Buried deep in the nonprofit’s public tax records for 2003 is a document listing $663,566 provided to UA. The transaction is listed only as “information management.”
DATA MINE FIELD
There are several fields within data-mining. Computer science researchers are hunting for the means to analyze video as effectively as they do numbers, to understand what a text is saying regardless of its language and identify its author by how he uses his words.
Though Chen boasts his research is already netting important information on extremists, as an anti-terror tool, data-mining has significant limitations.
“It’s the hot thing to stop terrorism,” said Bruce Schneier, a computer security expert with Counterpane Internet Security in Mountain View, Calif. But, he added, “It is completely ineffective.”

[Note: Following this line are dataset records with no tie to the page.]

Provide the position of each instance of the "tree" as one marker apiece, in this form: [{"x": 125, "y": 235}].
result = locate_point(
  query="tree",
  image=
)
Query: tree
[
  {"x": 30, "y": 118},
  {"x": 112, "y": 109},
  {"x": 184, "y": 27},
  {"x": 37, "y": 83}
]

The greatest flaw that Schneier sees is that datamining is likely to generate a huge number of false alarms, patterns the computer misinterprets as terror activity. Those false alarms waste law enforcement’s time and prompt unnecessary surveillance, or possibly detainment, of innocent citizens. The university researchers acknowledge data-mining’s current shortcomings. As part of her research, Wiebe said she is attempting to upgrade computers’ ability to understand how humans use language. A classic example of the problem is the phrase, “killed two birds with one stone,” she said. A computer would interpret that as an actual event where the stone was a weapon, the birds victims.